"It's annoying me a little bit, the VAR." That's Mauricio Pochettino, the man tasked with leading the United States through a home World Cup, admitting on The Overlap that he's not a fan of the technology that now shapes the game more than almost any tactical decision he could make.
It's a candid line. And a revealing one.
Pochettino isn't just venting about slow decisions and disrupted momentum — though that's clearly part of it. His concern goes deeper. He thinks VAR is changing how the game is taught, how it's felt, and what it's becoming. "It's changing the way that we also educate our young kids in that game," he said. That's not a throwaway complaint. That's a coaching philosophy being challenged by the sport's own governing bodies.
Pochettino's Bigger Problem With Where Football Is Heading
The VAR frustration is tied to something larger he sees happening, particularly in the American market he's now operating in. Pochettino drew a sharp line between football and the entertainment-first sports culture that surrounds him in the U.S.
"Football is not an entertainment game. It's a competitive game, and that is what we are forcing it to change into."
He's not wrong that the pressure exists. American football, basketball, and hockey are engineered experiences — stoppages, replays, and production values baked into the structure. Football's appeal has always been the opposite: 90 minutes, minimal interruption, tension built from continuity. VAR chips away at exactly that.

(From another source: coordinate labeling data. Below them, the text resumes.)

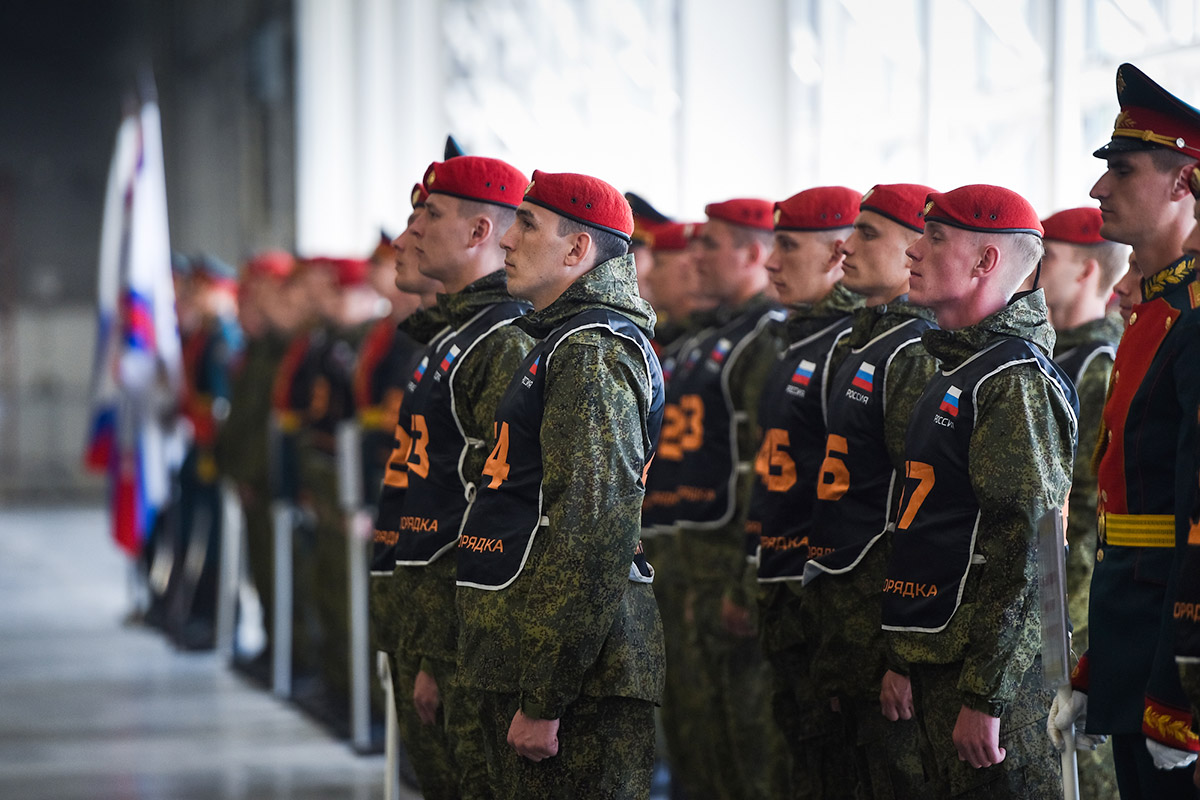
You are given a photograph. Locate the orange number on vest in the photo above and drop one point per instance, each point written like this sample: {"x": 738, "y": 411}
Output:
{"x": 419, "y": 459}
{"x": 774, "y": 464}
{"x": 693, "y": 408}
{"x": 924, "y": 475}
{"x": 396, "y": 475}
{"x": 834, "y": 479}
{"x": 672, "y": 428}
{"x": 497, "y": 464}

What makes this more than just a philosophical gripe is context. The 2026 World Cup will use VAR throughout, with semi-automated offside technology expected to speed up some decisions. Pochettino can dislike it all he wants — he still has to prepare his players to operate within it, exploit it, and not be undone by it.
What This Means for the USMNT's World Cup Preparations
Pochettino came to the job with a CV that includes a Champions League final with Tottenham and silverware at PSG. He knows high-stakes football. But managing a squad through a home tournament — where every VAR call against the U.S. will be amplified by 80,000 fans and wall-to-wall coverage — is a different kind of pressure entirely.

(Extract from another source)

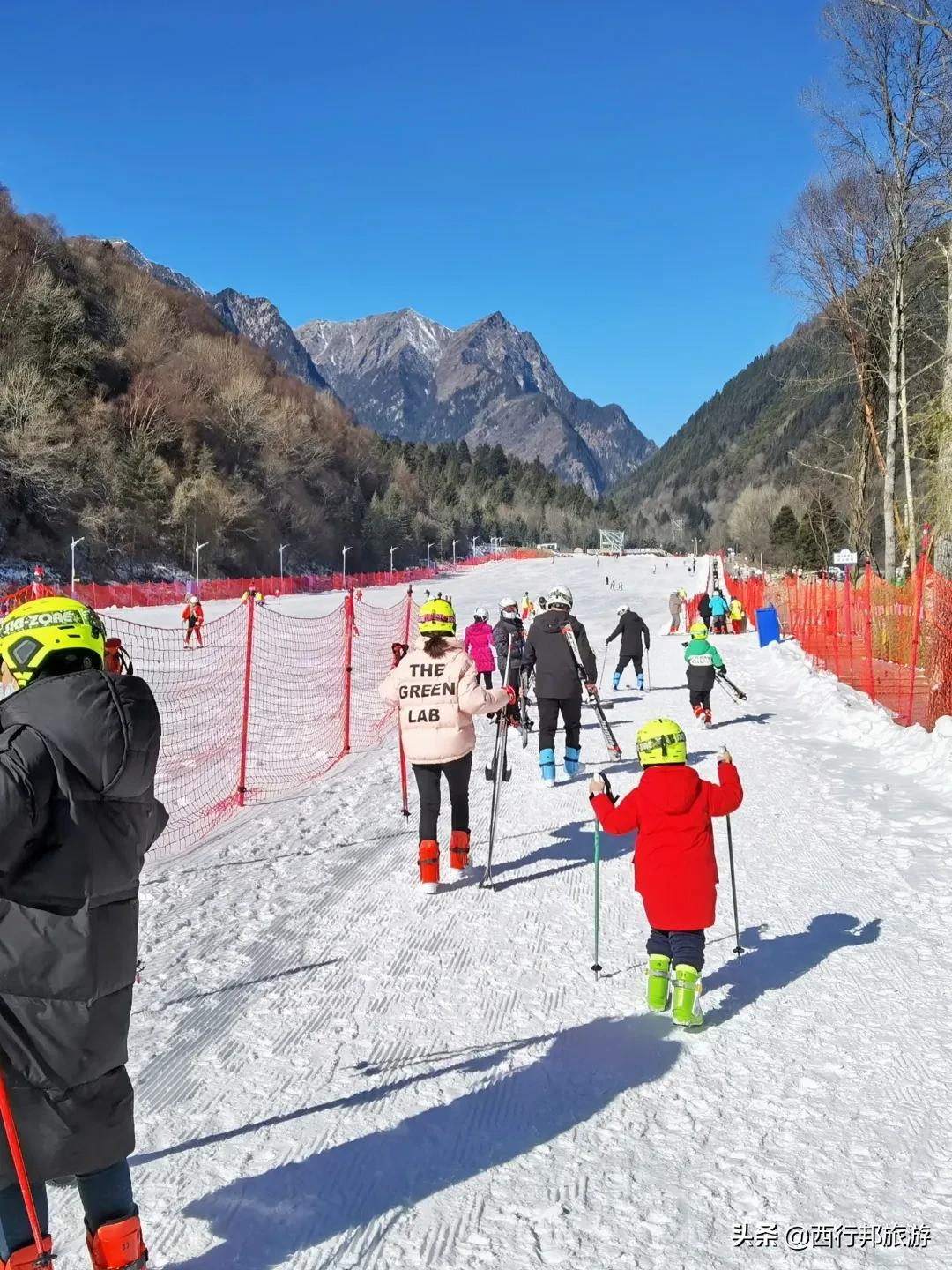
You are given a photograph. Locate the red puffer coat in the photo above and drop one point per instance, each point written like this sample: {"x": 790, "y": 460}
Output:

Any team going deep in 2026 will likely have at least one result shaped by a video review. How Pochettino coaches his players to respond in those moments, mentally and tactically, may matter as much as the formation he picks. That he's openly skeptical of the system is honest. Whether it becomes a distraction is the question worth watching.
"We are now forcing that unbelievable sport to become an entertainment game, and that is what I hate." Strong words. He's coaching in America, preparing for a World Cup that the global television industry will treat as exactly that.